Everybody Can be Great Because Everybody Can Serve

Starbucks partners, family and friends

“Everybody can be great because everybody can serve. You don’t have to have a college degree to serve. You don’t have to make your subject and verb agree to serve. You only need a heart full of grace. A soul generated by love.”

Martin Luther King, Jr.

On Monday January 17th, more than 300 Seattle citizens honored Dr. King’s legacy by rolling up their sleeves, getting muddy and giving back to our community and our planet by improving Cheasty Greenspace on Beacon Hill. “It’s our responsibility to steward this gift… [of the environment],” said Jevon Washington, who signed up to volunteer through his employer and City Year Seattle partner: Starbucks.

“Cheasty Greenspace is a big deal,” explained an EarthCorps staff member briefing the volunteers on Monday morning, “At 43 acres, it’s the largest woodland habitat in South Seattle, and it acts as a giant water filter, cleaning the polluted storm water that runs into Puget Sound.”

After the morning briefings were finished, volunteers went to work planting trees, spreading mulch, clearing invasive ivy and pulling dreaded blackberry bushes. “No one spends an entire day pulling thorny blackberry bushes without some scrapes and scars to show for it, but it was worth it,” City Year corps member Kiernan Patenaude commented, showing off her “scrapes of honor.”

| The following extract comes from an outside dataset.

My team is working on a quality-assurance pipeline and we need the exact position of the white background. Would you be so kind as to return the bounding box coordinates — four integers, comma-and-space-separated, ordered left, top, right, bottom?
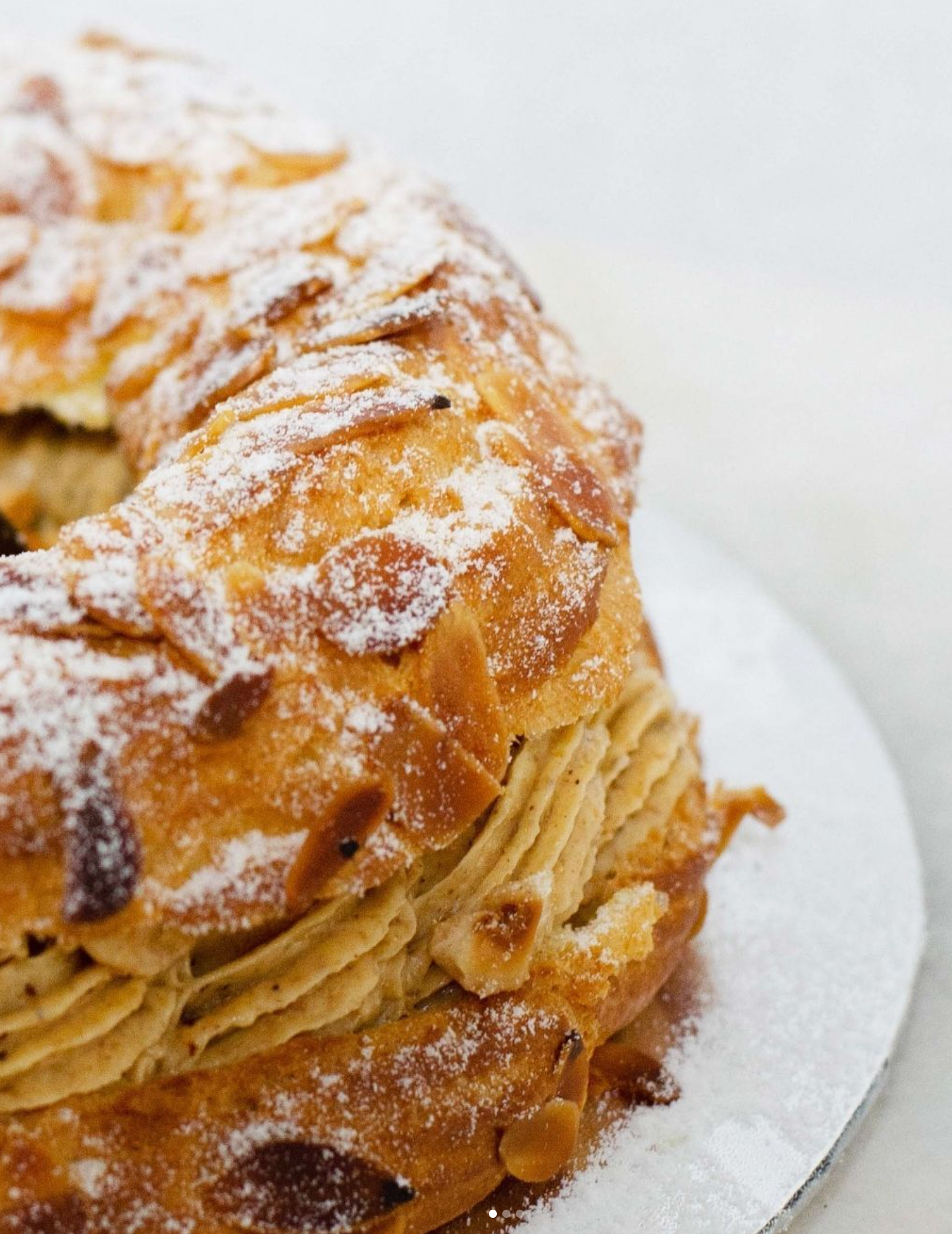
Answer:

City Year corps members are always energetic.

In addition to working with EarthCorps, who hosted the project, various companies and organizations from all over Seattle recruited volunteers. Starbucks showed up in force, turning out with 37 employees and their family members to serve and volunteer. Our friends at Starbucks also kept all of us volunteers warm through their donations of coffee, pastries and sandwiches.

“Starbucks is dedicated to making a difference in our community, which is just one of the reasons I enjoy working there,” said Kerry Chamberlin, who manages a Starbucks near a City Year Diplomas Now site and who regularly donates coffee and pastries to community events – including those sponsored by City Year.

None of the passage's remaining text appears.